If Tom Smothers was going down, he was going down throwing his best punches. He demanded that the network give him complete creative control. The result was an hour of political satire that caught network executives and the nation off-guard. The reactionary youth movement of the 1960s had been defined by hippies, Black Panthers, and other insurgent characters, so no one expected a pair of short-haired, clean-shaven brothers to take on the Vietnam War, racial integration, and other social issues of the day. The show reached number one in the ratings as CBS observed with horror the subversive monster it had unleashed.

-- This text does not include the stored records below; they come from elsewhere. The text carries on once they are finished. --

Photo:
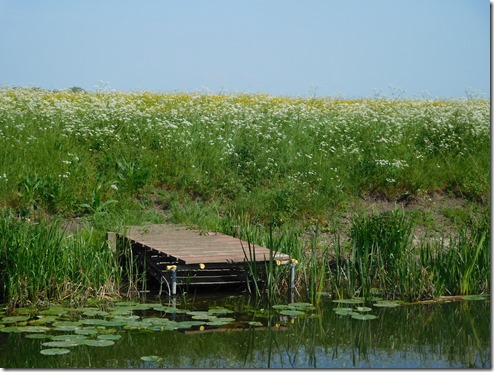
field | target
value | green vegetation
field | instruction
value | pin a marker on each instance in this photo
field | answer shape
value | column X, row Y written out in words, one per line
column 370, row 195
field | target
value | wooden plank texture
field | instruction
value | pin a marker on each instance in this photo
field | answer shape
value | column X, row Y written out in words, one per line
column 194, row 246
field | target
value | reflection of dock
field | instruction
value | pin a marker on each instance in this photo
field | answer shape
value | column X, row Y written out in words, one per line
column 177, row 256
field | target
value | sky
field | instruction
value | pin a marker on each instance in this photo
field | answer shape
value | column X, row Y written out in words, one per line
column 344, row 48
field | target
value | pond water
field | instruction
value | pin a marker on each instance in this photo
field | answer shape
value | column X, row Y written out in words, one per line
column 236, row 332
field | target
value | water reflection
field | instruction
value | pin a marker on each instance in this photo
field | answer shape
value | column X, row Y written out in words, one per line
column 452, row 335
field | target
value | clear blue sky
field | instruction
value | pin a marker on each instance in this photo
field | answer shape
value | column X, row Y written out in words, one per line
column 437, row 48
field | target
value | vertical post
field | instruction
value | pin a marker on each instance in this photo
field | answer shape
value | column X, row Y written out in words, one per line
column 292, row 279
column 174, row 281
column 111, row 239
column 173, row 269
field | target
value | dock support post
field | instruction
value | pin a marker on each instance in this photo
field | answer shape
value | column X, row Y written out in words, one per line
column 173, row 269
column 292, row 279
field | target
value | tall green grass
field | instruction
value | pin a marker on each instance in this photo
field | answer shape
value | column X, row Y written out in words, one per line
column 39, row 263
column 271, row 165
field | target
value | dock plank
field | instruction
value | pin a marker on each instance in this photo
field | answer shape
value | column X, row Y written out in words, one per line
column 194, row 246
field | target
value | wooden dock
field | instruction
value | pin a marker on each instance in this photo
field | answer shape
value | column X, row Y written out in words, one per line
column 180, row 257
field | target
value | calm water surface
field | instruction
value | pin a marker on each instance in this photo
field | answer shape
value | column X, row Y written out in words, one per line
column 450, row 335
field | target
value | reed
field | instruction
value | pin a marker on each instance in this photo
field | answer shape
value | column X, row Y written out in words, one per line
column 40, row 263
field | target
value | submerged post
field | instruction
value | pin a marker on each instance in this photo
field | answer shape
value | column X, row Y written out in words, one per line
column 173, row 269
column 292, row 279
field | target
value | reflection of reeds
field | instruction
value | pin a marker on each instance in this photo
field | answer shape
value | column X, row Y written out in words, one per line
column 39, row 262
column 379, row 259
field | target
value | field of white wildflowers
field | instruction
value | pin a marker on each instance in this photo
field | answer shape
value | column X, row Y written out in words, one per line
column 213, row 160
column 276, row 157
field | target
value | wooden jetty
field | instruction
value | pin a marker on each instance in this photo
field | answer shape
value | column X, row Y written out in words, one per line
column 181, row 257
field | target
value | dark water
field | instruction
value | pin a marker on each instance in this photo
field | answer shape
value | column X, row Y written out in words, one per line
column 450, row 335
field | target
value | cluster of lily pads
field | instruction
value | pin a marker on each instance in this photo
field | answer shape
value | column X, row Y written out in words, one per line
column 360, row 312
column 63, row 328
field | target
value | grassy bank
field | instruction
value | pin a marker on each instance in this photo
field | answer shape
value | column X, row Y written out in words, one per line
column 288, row 165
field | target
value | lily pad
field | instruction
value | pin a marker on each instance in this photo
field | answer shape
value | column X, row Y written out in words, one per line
column 54, row 351
column 109, row 337
column 25, row 310
column 72, row 338
column 300, row 304
column 363, row 316
column 386, row 304
column 348, row 301
column 37, row 335
column 205, row 317
column 14, row 319
column 363, row 309
column 344, row 311
column 151, row 358
column 129, row 318
column 126, row 303
column 155, row 320
column 66, row 323
column 35, row 329
column 473, row 298
column 43, row 319
column 95, row 313
column 165, row 327
column 190, row 324
column 220, row 310
column 292, row 312
column 11, row 329
column 66, row 328
column 61, row 344
column 55, row 311
column 99, row 343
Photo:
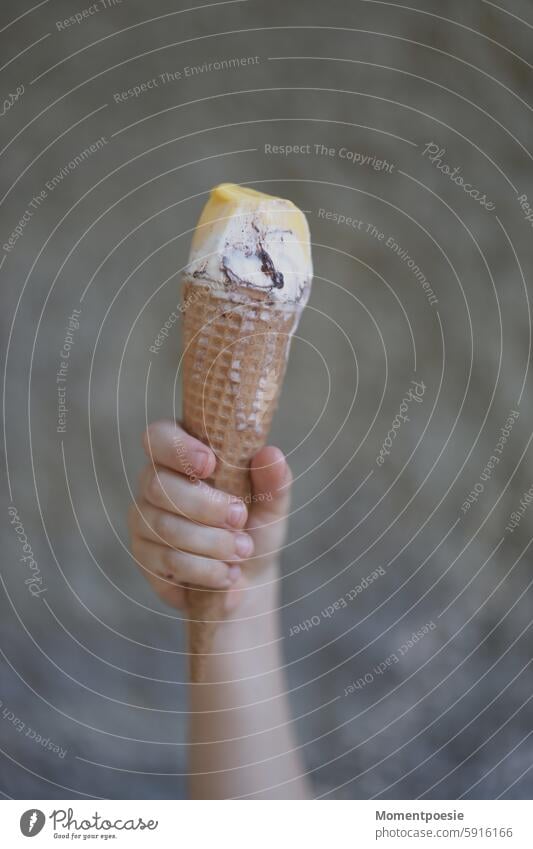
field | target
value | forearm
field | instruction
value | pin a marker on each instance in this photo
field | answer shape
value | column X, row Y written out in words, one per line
column 241, row 738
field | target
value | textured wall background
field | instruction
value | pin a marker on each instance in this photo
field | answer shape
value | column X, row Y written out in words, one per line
column 95, row 664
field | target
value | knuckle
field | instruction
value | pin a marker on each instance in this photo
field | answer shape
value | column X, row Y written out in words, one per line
column 153, row 487
column 171, row 559
column 162, row 525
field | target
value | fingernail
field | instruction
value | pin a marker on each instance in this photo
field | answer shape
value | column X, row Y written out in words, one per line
column 243, row 545
column 234, row 573
column 236, row 514
column 200, row 460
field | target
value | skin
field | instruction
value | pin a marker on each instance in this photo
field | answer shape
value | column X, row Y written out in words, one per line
column 185, row 533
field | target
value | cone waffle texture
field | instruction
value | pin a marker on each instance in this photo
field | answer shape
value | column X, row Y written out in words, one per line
column 235, row 354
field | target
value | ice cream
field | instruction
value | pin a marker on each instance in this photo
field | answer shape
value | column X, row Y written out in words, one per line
column 247, row 281
column 247, row 238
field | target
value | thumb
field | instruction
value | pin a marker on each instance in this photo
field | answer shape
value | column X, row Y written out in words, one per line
column 271, row 485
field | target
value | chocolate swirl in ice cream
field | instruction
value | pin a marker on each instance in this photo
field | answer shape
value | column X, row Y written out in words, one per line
column 247, row 238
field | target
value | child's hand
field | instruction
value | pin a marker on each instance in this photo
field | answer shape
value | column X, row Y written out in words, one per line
column 184, row 532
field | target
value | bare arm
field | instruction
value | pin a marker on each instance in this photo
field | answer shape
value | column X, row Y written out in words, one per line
column 241, row 738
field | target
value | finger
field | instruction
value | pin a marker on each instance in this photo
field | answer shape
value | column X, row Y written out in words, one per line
column 168, row 591
column 196, row 501
column 271, row 484
column 167, row 444
column 168, row 529
column 184, row 568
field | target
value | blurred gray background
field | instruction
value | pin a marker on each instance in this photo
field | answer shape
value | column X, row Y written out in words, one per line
column 93, row 676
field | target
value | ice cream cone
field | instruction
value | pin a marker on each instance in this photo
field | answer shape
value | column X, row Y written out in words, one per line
column 237, row 334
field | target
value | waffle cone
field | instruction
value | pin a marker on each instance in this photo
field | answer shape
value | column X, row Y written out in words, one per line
column 236, row 349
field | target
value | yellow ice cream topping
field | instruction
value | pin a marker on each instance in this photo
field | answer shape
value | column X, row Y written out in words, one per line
column 228, row 200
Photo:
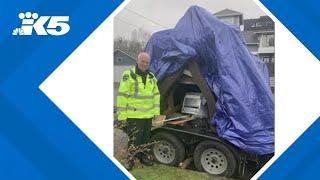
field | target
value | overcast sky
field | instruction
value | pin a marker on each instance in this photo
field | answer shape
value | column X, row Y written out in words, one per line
column 163, row 14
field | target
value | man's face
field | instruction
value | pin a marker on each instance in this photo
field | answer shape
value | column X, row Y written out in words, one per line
column 143, row 62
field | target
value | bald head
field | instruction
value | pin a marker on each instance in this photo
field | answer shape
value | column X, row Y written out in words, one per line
column 143, row 61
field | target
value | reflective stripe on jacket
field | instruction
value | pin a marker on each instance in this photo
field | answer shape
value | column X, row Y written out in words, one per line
column 136, row 99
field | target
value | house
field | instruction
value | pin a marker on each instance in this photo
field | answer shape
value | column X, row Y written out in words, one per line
column 122, row 62
column 230, row 17
column 263, row 28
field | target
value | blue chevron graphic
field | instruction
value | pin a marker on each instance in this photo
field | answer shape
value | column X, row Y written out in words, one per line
column 302, row 159
column 38, row 141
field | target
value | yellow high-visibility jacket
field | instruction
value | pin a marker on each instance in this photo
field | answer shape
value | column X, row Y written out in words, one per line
column 136, row 100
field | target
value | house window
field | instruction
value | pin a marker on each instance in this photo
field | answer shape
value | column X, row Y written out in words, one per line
column 267, row 40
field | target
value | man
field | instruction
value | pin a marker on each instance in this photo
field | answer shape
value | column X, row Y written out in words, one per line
column 138, row 101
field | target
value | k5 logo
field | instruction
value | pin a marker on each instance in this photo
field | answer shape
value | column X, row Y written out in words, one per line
column 57, row 25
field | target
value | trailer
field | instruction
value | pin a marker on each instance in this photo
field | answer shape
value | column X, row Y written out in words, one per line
column 189, row 106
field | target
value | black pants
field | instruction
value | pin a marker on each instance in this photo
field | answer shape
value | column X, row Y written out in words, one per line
column 139, row 131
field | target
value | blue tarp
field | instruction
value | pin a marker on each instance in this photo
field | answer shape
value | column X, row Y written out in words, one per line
column 239, row 80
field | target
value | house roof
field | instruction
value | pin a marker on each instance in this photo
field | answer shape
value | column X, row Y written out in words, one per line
column 227, row 12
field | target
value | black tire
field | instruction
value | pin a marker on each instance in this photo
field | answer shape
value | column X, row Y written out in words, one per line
column 215, row 158
column 168, row 150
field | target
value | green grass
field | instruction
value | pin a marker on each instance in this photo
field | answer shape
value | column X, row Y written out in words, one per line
column 158, row 171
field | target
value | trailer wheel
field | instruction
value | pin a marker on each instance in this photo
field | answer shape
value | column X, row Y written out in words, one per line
column 168, row 150
column 215, row 158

Frank Stanton, the president of the network, often watched the program with President Lyndon Johnson at the White House, which resulted in Monday morning messages to Tom and Dick to tone down the controversy. By the second season, CBS was censoring the show and eventually canceled it halfway through the third year because a script was supposedly turned in too late to be reviewed. The brothers later won a $30-million lawsuit against CBS for breach of contract.

The Smothers Brothers: Tom and Dick. (click for larger version)

In 1988, CBS invited the brothers to do a “Comedy Hour” reunion. The network requested that the pair be as cutting edge and controversial as they had been two decades earlier, but Tom and Dick refused to comply. They decided to stick to just being funny. The Smothers Brothers will appear with the Alabama Symphony on Thursday, March 3 at the BJCC Concert Hall. Tom Smothers even promised to perform his astonishing yo-yo tricks.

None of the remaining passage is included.